IF I HAD a Scottish Conservative Party membership card I would be tearing it up and sending it back to head office with a letter of resignation. The decision of its leader, Ruth Davidson, to back the misguided and paternalist policy of minimum pricing of alcohol would have been the last of many straws for me.
Fortunately, I am not a member. Although I resigned my membership more than six years ago I am told I have been the largest contributor to Stirling Conservatives’ campaign fund at the last three elections, but now there will be no more money from me. That is it. The Scottish Conservative and Unionist Party has disappointed me once too often and now it is neither Scottish, Conservative, nor even Unionist.
It is not Scottish because it is self-evidently run from Downing Street and the ploy of supporting minimum pricing is just the latest example. The Prime Minister has been making approving noises about minimum pricing of alcohol over the last six months but faced the discomfort that his Scottish Brigade, having faced SNP legislation just over a year ago, was opposed to the idea.
Its health spokesmen Murdo Fraser and Jackson Carlaw had argued convincingly and to powerful effect that the claims in support of the policy did not stand up to scrutiny. They showed that to have any effect it required a far larger minimum rate than was being proposed. It would have to be raised to levels that would punish ordinary moderate drinkers, and that it removed the responsibility of the individual by extending yet again the scope of our bullying, nannying state.
The Tories were in the vanguard of the opposition, convincing the other parties with their arguments, and the SNP was ultimately defeated. It was a rare example of a Tory triumph and one to be commended – but instead it has been betrayed. Now under new management, the Scottish Conservatives have ensured that when David Cameron announces minimum pricing as a new policy for England they will not be offered up as an embarrassing inconsistency in Tory thinking. Ruth Davidson’s group hug with Nicola Sturgeon is as ugly as it is reprehensible and I have every reason to suspect the likes of it will not be the last.
The party is not Scottish because, as we already know, the Prime Minister has himself decided that more powers will be offered to Holyrood if Scotland says no to independence without any regard to Ruth Davidson, drawing a very public line in the sand before all the party members.
The party is not Scottish because as I write, membership recruitment is being conducted from call centres in England, with any new members’ subscriptions being routed through London. I know this because people write to me with examples of the phone calls they receive.
The party is no longer Conservative because it has, over the years, not only defended the dependency culture of the welfare state but supported its extension. David McLetchie could not resist supporting free personal care for the elderly when more cautious Labour voices feared the cost. Annabel Goldie rushed to endorse free bridge tolls and started the game of finding things Tories could spend money on to cut a deals with the SNP; and now Ruth Davidson tells us the state knows best about how we conduct our lives.
If I want Labour policies I can vote Labour. If I want Labour policies in a shortbread tin I can vote SNP. Why should anyone vote Scottish Conservative to get what the other parties already offer?

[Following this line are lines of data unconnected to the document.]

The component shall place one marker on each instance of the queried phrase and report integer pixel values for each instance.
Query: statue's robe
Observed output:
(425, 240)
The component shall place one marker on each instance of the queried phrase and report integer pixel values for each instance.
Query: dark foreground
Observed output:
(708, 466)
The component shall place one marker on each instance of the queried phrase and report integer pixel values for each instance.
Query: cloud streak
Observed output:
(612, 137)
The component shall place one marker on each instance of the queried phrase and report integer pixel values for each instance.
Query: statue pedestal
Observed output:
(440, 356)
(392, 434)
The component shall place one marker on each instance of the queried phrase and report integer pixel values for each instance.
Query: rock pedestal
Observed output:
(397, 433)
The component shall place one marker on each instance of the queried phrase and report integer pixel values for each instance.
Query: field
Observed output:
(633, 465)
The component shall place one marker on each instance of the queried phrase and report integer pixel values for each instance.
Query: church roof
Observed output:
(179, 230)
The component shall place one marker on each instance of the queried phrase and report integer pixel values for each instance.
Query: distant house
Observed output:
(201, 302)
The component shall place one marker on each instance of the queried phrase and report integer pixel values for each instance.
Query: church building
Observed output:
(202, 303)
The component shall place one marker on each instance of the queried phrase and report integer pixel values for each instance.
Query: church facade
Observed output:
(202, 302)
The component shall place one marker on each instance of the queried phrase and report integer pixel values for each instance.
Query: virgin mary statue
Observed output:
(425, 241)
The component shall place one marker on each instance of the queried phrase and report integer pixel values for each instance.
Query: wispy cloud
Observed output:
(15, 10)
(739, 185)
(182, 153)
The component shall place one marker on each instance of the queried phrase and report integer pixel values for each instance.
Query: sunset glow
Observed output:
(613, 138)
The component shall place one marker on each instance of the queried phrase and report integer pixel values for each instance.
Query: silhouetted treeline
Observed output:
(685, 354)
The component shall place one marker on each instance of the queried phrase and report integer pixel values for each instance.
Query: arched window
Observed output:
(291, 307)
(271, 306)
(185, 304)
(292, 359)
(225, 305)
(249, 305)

The party is no longer Unionist because it has been feart since 1997 of having an honest and open discussion about how to resolve the many constitutional questions that devolution has thrown up – in case it might expose its internal decisions to the public. By avoiding at every opportunity any healthy debate it has put the party before the country, the party before the union and thus has no right to call itself unionist.
Proposals for various forms of devolution that were put in the public domain emanated as much from Conservatives as they did from any other party, indeed they had more breeding than those of Labour that were finally delivered. That they were sidelined is not the point, that they were designed to strengthen the union is the point, and so there is no shame, no contradiction in reviving them now. That would be the behaviour of a truly unionist party.
If the Scottish Conservative Party was my faithful old hound trying to repress its anguish from defeat after defeat, or skittering verbal inanities like being against more powers for Holyrood one minute and then for them the next – but it doesn’t quite know which ones – then the mutt would already be in the back of my car and on the way to the vet to put it out of its misery.
We are kinder to animals than we are to the Scottish Conservatives and if we are to call ourselves civilised that has to change. As it writhes in its death throes all of us who once cared for it should do the decent thing and put it out of its misery rather than wait on it dying a horrible death.
Those remaining Conservatives should join former Conservatives like me – and the many other Scots waiting in the wings for a new party – and should stop their annual membership subscription and put it towards the more expensive wine, beers and spirits they will soon be paying for.
Of course, there are individuals in the party who continue to be worthy of support and who may yet have a role to play in any political phoenix that rises from the funeral pyre that cannot be set alight quickly enough. I shall continue to applaud their good efforts when they make cogent and reasoned arguments based on conservative and libertarian principles.
Until such time as the Scottish Conservatives die and experience their own reincarnation what we need is a wider conservative movement in Scotland that re-establishes conservative principles, identifies what it means to be libertarian and conservative in Scotland and to support those who give voice to such ideas.
Allegedly Conservative politicians who have no values of substance, who blow with the wind, who take orders from London on matters that are ours to decide have no place calling themselves Scottish Conservative and Unionist.